- Theatrical release poster
- Directed by: R. Krishnamoorthy
- Produced by: S. R. Arulprakasam
- Starring: Sivaji Ganesan K. R. Vijaya Prabhu M. N. Nambiar
- Cinematography: N. Balakrishnan
- Music by: Gangai Amaran
- Production company: Rathna Movies
- Release date: 23 October 1984;
- Country: India
- Language: Tamil

= Vamsa Vilakku =

Vamsa Vilakku is a 1984 Indian Tamil-language film, directed by R. Krishnamoorthy and produced by S. R. Arulprakasam. The film stars Sivaji Ganesan, K. R. Vijaya, Prabhu, and M. N. Nambiar. It is a remake of the 1982 Hindi film Vidhaata. The film was released on 23 October 1984.

== Plot ==

Sathyamoorthy lives with his son, Shankar, a police inspector, and his pregnant daughter-in-law, Padma. When Shankar is killed while trying to arrest the criminal Jaganath, Sathyamoorthy avenges his death by killing two of Jaganath's associates, becoming a wanted man. After Padma dies during childbirth, he takes his infant grandson, Raja, and goes on the run. Along the way, he saves the life of Tiger Baba, a notorious smuggler, who then takes Sathyamoorthy under his wing.
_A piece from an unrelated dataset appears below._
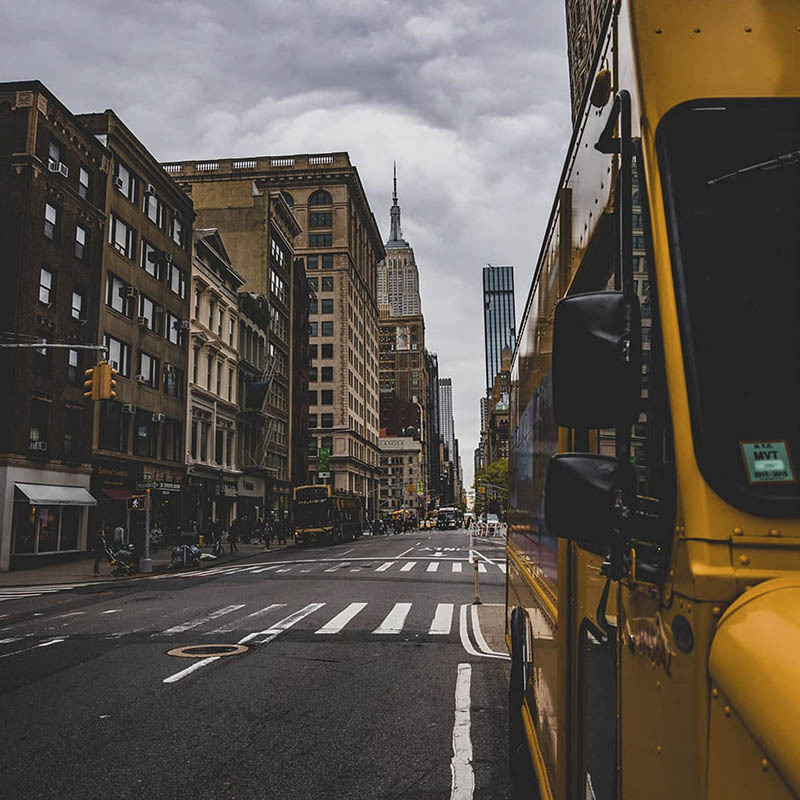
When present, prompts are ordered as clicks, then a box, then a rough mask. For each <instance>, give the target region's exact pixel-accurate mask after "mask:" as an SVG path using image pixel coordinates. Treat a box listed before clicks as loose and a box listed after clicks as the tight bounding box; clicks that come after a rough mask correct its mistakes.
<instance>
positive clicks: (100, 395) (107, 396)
mask: <svg viewBox="0 0 800 800" xmlns="http://www.w3.org/2000/svg"><path fill="white" fill-rule="evenodd" d="M97 371H98V372H99V373H100V376H99V381H98V383H99V384H100V386H99V399H100V400H113V399H114V398H115V397H116V396H117V393H116V391H115V390H116V388H117V382H116V381H115V380H114V378H115V377H116V375H117V371H116V370H115V369H114V368H113V367H112V366H111V364H109V363H108V362H107V361H101V362H100V363H99V364H98V365H97Z"/></svg>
Now a wealthy smuggler known as Chakravarthy, Sathyamoorthy meets the widowed Thaaiyamma and entrusts her with raising Raja in Coonoor, away from his criminal life. Years later, Chakravarthy and Raja reunite, though Raja remains unaware of his grandfather's true identity and profession. Raja falls in love with Radha, a courageous and principled young woman from a poor background. Chakravarthy, disapproving of her poverty, opposes their relationship, causing a rift between him, Raja, and Thaaiyamma.
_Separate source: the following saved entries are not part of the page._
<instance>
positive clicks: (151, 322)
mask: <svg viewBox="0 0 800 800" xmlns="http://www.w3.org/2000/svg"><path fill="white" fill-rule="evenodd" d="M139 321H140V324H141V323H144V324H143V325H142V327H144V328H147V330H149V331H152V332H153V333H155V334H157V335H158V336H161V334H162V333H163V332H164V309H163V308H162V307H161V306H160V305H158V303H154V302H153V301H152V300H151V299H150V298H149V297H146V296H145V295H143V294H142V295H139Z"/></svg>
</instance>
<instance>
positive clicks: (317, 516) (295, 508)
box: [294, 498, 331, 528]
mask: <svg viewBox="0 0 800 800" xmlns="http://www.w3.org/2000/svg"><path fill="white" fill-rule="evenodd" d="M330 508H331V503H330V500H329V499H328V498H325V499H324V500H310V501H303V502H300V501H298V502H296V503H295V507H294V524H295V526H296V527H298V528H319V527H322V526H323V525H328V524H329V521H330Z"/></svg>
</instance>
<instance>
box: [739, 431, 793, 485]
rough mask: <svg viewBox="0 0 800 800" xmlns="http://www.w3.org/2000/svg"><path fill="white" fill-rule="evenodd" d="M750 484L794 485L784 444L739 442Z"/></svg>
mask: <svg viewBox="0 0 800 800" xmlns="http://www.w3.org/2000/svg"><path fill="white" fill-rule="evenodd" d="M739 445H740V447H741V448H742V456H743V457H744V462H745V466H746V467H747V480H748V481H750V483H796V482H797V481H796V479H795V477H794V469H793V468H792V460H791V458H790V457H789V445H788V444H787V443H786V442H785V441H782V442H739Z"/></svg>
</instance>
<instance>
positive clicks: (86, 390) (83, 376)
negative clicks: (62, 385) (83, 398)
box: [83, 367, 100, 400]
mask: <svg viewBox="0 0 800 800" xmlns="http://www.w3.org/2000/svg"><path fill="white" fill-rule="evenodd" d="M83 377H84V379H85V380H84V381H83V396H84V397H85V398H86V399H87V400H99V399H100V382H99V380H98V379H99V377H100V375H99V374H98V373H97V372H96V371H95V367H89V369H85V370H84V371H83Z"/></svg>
As Jaganath resurfaces, Chakravarthy must confront his past, seek justice for his son's murder, and reconcile with his grandson.

== Cast ==
- Sivaji Ganesan as Sathyamoorthy/Chakravarthy
- K. R. Vijaya as Thaiyamma
- Prabhu as Inspector Shankar and Raja
- Radhika as Radha
- M. N. Nambiar as Jaganath
- V. K. Ramasamy as Dharma
- Major Sundarrajan as Tiger Baba
- R. N. Sudarshan as Manohar
- Nalini in guest appearance as Padma
- V. Gopalakrishnan as Ganapathy
- Y. G. Mahendran as Peter
- Sivachandran as Ravi
- Ceylon Manohar

== Soundtrack ==
The soundtrack was composed by Gangai Amaran.
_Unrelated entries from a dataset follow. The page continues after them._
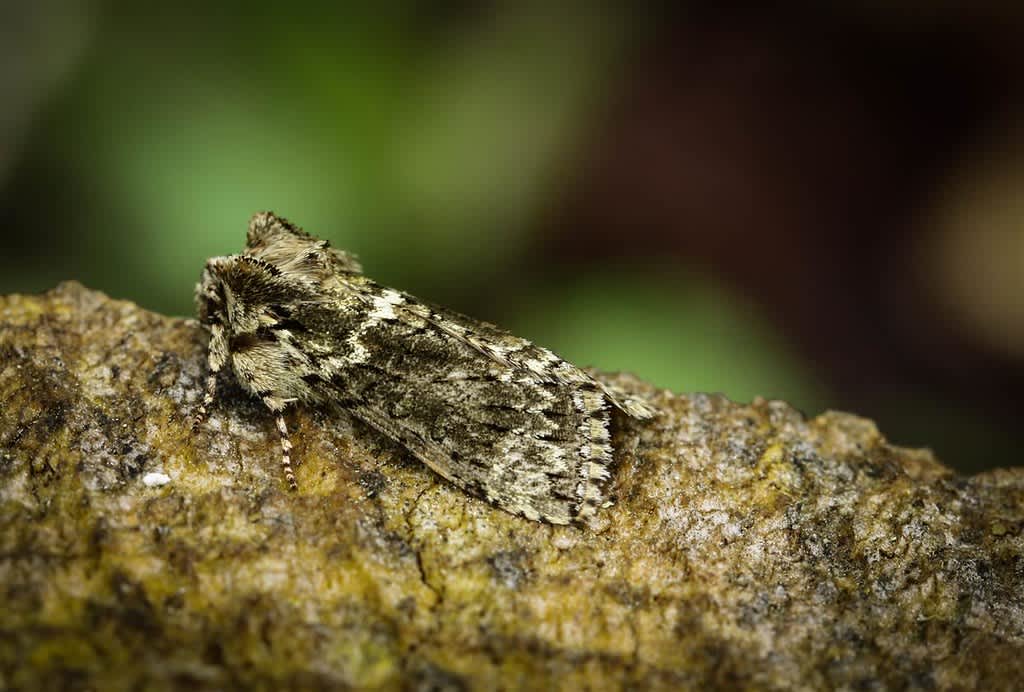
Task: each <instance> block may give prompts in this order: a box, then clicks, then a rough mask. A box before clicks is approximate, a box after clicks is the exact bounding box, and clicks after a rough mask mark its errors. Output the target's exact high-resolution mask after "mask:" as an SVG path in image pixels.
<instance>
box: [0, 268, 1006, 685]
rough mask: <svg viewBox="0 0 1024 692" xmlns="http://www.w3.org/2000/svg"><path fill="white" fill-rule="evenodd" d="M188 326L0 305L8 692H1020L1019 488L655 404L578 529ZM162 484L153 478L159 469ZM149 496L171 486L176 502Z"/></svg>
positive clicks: (883, 440) (753, 414) (698, 407)
mask: <svg viewBox="0 0 1024 692" xmlns="http://www.w3.org/2000/svg"><path fill="white" fill-rule="evenodd" d="M204 343H205V337H204V335H203V333H202V331H201V330H200V329H199V328H198V327H197V325H196V323H195V322H193V321H188V320H183V319H176V318H170V317H164V316H161V315H157V314H153V313H151V312H146V311H144V310H142V309H140V308H138V307H137V306H135V305H132V304H130V303H125V302H120V301H113V300H110V299H109V298H106V297H105V296H103V295H101V294H99V293H95V292H92V291H88V290H86V289H84V288H82V287H81V286H79V285H77V284H65V285H61V286H60V287H58V288H57V289H55V290H54V291H51V292H50V293H47V294H45V295H42V296H17V295H15V296H7V297H5V298H0V688H10V689H61V688H62V689H74V688H80V689H124V688H128V687H129V686H131V685H134V684H139V685H141V684H142V683H145V684H147V685H148V686H151V687H165V686H166V687H180V688H221V689H225V688H234V687H239V686H249V687H256V688H264V689H288V688H294V689H317V688H324V689H332V688H338V687H341V688H344V687H355V688H380V689H391V688H417V687H422V688H431V689H446V688H453V689H459V688H472V689H493V688H496V687H504V688H523V689H542V688H544V687H547V686H552V685H557V686H560V687H562V688H565V689H583V688H586V687H589V688H590V689H622V688H632V689H637V688H640V687H645V688H651V689H656V688H663V689H680V688H707V687H714V686H718V687H730V688H734V687H745V688H757V689H826V688H848V689H863V688H866V689H873V688H880V689H881V688H889V689H891V688H902V687H910V688H919V689H931V688H941V689H957V688H959V689H1010V688H1013V687H1016V686H1018V685H1019V683H1020V681H1021V680H1022V679H1024V595H1022V591H1024V559H1022V555H1024V537H1022V530H1024V472H1022V471H1020V470H1011V471H995V472H991V473H987V474H983V475H979V476H974V477H971V478H963V477H957V476H956V475H954V474H953V473H952V472H951V471H950V470H948V469H947V468H945V467H943V466H942V465H940V464H939V463H938V462H936V461H935V460H934V459H933V457H932V455H931V453H929V452H927V451H920V450H911V449H903V448H899V447H896V446H893V445H891V444H889V443H888V442H887V441H886V440H885V438H883V437H882V435H880V434H879V432H878V430H877V429H876V427H874V426H873V425H872V424H871V423H870V422H869V421H866V420H864V419H860V418H856V417H853V416H849V415H846V414H835V413H830V414H825V415H822V416H819V417H817V418H815V419H812V420H810V421H807V420H805V419H804V418H803V417H802V416H801V415H800V414H799V413H797V412H796V410H794V409H793V408H791V407H790V406H787V405H786V404H784V403H780V402H773V401H755V402H754V403H752V404H750V405H741V404H737V403H733V402H731V401H729V400H727V399H725V398H724V397H721V396H709V395H690V396H683V395H677V394H672V393H669V392H664V391H660V392H659V391H655V390H654V389H652V388H651V387H649V386H646V385H644V384H642V383H639V382H636V381H634V380H631V379H628V378H625V377H617V378H612V379H609V380H608V381H613V382H615V383H616V384H618V385H620V386H623V387H626V388H628V389H629V390H630V391H632V392H635V393H638V394H639V395H642V396H644V397H646V398H647V400H648V401H650V402H651V403H653V404H655V405H656V406H658V407H659V408H660V409H662V412H663V413H662V415H660V416H659V417H658V418H656V419H655V420H653V421H648V422H635V421H630V420H628V419H626V418H625V417H620V418H618V419H617V420H616V422H615V431H614V437H613V442H614V446H615V450H616V451H615V458H616V459H615V461H616V464H615V472H614V478H613V480H612V486H611V491H612V494H613V496H615V498H616V504H615V505H614V506H613V507H609V508H606V509H603V510H601V511H599V512H598V513H597V515H596V517H595V518H593V519H592V520H591V521H590V523H589V524H588V525H587V526H584V527H575V526H568V527H566V526H560V527H556V526H550V525H544V524H539V523H536V522H532V521H527V520H524V519H520V518H517V517H514V516H511V515H509V514H506V513H504V512H502V511H500V510H498V509H495V508H493V507H489V506H488V505H486V504H485V503H483V502H481V501H479V500H476V499H473V498H470V496H468V495H466V494H465V493H463V492H461V491H460V490H458V489H456V488H454V487H453V486H452V485H450V484H449V483H446V482H444V481H443V480H441V479H440V478H438V477H437V476H436V475H435V474H433V473H432V472H431V471H429V470H428V469H427V468H425V467H424V466H423V465H422V464H420V463H418V462H416V461H415V460H414V459H413V458H412V457H411V456H410V455H409V453H408V452H406V451H404V450H402V449H401V448H399V447H397V446H395V445H394V444H393V443H390V442H388V441H387V440H386V439H383V438H382V437H381V436H380V435H378V434H376V433H374V432H373V431H371V430H369V429H368V428H366V427H364V426H361V425H358V424H353V423H352V422H351V421H349V420H347V419H346V418H345V417H343V416H339V415H334V414H328V413H327V412H324V410H316V409H297V410H294V412H292V413H290V415H289V423H290V426H291V427H292V429H293V430H294V433H293V437H294V439H295V442H296V449H295V458H296V459H297V460H299V461H300V466H299V467H298V468H297V478H298V482H299V486H300V490H299V491H298V492H294V493H293V492H290V491H288V489H287V486H286V485H285V484H284V482H283V481H282V477H281V472H280V468H279V457H280V449H279V442H278V435H276V433H275V431H274V428H273V422H272V419H271V417H270V415H269V414H267V412H266V410H265V409H264V408H263V406H262V405H261V404H260V403H259V402H258V401H256V400H254V399H251V398H250V397H248V396H246V395H244V394H243V393H242V392H241V390H239V389H238V388H236V387H233V386H232V385H230V384H226V385H225V391H224V396H223V398H222V400H221V402H220V403H219V404H218V405H217V406H215V407H214V409H213V410H212V412H211V415H210V420H209V423H208V425H207V426H206V428H205V429H203V430H201V431H200V432H199V433H197V434H196V435H195V436H193V435H191V434H190V433H189V430H188V427H189V415H190V414H193V413H194V410H195V407H196V406H197V404H198V403H199V397H200V396H201V395H202V389H203V375H204ZM161 474H162V475H161ZM165 481H166V482H165Z"/></svg>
| Song | Singers | Length |
|---|---|---|
| "Manithan Kathai Ithu" | S. P. Balasubrahmanyam, Malaysia Vasudevan | 04:27 |
| "Vaa Mama" | S. Janaki | 04:39 |
| "Paasam Pozhiyum" | Malaysia Vasudevan, S. V. Ponnusamy | 04:41 |
| "Vaamma Vaa" | S. P. Balasubrahmanyam, S. Janaki | 04:12 |

== Reception ==
Jayamanmadhan of Kalki praised the acting of Ganesan but felt the other actors were underutilised, adding that director Krishnamoorthy is not someone who thinks cleverly and let the guns do the talking and called Gangai Amaran's music average.